A BMW spokesperson confirmed to The Verge that BMW was winding down its pilot, though the company appears to be leaving the door open for future experiments. “The Access by BMW vehicle subscription program was launched in Nashville, TN in April of 2018 and was always intended to be a pilot program,” the spokesperson said. “As such, the pilot will conclude at the end of this month. We are in the process of developing the next iteration of Access by BMW and will share more information with you as it becomes available.”
The spokesperson declined to share sales numbers but acknowledged that “the program had reached its capacity limits.”
Despite the imminent shutdown, the Access by BMW website is still up and running, with a link on the automaker’s North American site redirecting to it. “A new way of driving BMW is coming,” the homepage promises.
Access by BMW consisted of two tiers. For $2,000 a month, members could choose between models like the X5 SUV, 4 Series, and 5 Series sedans, including all plug-in hybrid versions. For the higher-tier $3,700-a-month fee, they could get M4, M5, or M6 convertibles as well as X5M and X6M SUVs. (BMW’s highest-end 7 Series was not available through the service). The fee included insurance, maintenance, and roadside assistance.

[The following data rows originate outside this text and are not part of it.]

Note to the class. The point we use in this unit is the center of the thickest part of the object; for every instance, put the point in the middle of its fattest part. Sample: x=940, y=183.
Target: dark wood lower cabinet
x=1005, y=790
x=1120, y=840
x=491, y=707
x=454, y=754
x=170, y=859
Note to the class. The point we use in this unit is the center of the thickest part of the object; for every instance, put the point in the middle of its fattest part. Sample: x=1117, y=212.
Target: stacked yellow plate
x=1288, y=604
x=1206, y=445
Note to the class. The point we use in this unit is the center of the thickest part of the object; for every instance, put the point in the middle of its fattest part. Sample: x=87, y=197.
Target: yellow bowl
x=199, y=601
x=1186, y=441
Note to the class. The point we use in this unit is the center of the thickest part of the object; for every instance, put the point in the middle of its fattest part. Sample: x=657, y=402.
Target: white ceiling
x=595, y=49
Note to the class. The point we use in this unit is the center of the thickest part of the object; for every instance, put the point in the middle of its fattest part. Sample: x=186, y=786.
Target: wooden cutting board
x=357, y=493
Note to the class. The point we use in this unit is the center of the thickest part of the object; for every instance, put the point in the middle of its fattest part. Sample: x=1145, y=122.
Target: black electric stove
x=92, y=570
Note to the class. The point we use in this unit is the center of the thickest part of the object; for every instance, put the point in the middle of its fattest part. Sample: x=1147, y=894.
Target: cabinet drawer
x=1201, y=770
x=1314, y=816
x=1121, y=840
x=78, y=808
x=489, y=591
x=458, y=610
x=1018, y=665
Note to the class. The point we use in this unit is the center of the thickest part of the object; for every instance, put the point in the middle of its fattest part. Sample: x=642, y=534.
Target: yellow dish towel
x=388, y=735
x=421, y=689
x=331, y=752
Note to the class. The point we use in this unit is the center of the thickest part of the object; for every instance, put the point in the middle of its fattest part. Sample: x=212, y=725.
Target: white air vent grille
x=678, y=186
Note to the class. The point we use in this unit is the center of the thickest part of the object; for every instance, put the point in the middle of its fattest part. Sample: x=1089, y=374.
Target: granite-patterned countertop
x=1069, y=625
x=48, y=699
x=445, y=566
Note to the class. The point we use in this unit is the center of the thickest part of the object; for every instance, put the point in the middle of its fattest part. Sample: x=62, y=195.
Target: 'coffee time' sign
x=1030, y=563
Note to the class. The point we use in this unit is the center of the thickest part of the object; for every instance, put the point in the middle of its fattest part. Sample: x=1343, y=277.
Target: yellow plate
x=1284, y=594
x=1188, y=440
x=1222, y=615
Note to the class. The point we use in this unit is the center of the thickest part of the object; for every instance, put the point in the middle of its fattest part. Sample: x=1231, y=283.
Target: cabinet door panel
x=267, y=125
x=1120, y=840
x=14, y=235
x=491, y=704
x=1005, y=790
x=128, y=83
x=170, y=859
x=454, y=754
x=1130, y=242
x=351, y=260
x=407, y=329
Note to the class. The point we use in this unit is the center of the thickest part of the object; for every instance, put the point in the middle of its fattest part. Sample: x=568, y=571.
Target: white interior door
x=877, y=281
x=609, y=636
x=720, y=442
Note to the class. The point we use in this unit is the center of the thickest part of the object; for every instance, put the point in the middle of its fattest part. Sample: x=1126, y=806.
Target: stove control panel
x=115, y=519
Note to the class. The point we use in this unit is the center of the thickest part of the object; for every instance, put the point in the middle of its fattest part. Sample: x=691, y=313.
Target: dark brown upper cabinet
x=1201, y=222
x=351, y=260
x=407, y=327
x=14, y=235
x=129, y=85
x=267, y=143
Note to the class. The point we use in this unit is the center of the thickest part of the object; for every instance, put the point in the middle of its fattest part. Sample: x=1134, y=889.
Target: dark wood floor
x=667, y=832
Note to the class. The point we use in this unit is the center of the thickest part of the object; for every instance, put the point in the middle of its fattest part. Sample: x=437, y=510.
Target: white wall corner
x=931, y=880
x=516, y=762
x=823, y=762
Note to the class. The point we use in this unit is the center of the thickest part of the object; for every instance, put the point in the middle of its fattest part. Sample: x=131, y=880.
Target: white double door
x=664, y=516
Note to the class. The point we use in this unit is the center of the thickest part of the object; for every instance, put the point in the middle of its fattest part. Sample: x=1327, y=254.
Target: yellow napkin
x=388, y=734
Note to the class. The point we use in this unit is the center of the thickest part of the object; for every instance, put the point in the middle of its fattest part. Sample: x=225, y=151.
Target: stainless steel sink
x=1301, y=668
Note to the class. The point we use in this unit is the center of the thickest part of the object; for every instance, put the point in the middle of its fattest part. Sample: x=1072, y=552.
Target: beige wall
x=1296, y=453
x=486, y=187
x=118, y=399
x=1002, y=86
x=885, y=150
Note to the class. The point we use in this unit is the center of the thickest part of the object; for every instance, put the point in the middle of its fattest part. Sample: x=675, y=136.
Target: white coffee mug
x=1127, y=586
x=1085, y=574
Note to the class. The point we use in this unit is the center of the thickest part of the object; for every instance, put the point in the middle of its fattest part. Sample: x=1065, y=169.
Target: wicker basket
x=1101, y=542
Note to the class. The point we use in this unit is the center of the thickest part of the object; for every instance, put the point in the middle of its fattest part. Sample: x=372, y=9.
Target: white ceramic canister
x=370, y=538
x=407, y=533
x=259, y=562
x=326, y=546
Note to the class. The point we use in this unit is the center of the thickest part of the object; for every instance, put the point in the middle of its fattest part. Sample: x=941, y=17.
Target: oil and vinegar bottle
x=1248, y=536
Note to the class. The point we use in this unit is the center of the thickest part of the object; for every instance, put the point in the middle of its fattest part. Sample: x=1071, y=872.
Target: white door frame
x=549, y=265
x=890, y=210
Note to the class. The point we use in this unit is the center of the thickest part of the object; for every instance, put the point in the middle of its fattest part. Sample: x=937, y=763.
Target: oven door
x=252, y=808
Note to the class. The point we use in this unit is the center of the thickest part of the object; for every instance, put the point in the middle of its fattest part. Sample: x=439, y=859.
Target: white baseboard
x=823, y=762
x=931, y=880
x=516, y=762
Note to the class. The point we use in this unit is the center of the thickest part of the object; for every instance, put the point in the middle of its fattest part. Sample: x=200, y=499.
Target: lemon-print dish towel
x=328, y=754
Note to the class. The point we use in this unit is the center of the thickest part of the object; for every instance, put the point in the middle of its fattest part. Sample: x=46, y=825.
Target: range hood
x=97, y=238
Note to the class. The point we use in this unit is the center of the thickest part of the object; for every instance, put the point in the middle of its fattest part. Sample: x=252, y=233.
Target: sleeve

If that seems a bit pricey, you’re not wrong. The top-tier $3,700-a-month plan is almost three times the cost of leasing an M5 sedan in the Nashville area (though a lease requires a down payment of $5,724 and doesn’t include insurance and maintenance).
Subscriptions have been a mixed bag for the auto industry. Ford walked away from its service last fall following low demand. Cadillac shut down its service Book in 2018, only to resurrect it several months later with fewer options. Last summer, Mercedes-Benz pulled the plug its Collection subscription service, citing mediocre sales.
Other automakers have had some success. Porsche, Audi, Volvo, Nissan, and Jaguar are still offering some variation of a subscription service. Even the big car rental companies, Hertz and Enterprise, are getting in on the action. Most of these subscriptions are only available in specific cities and are still in the pilot phase.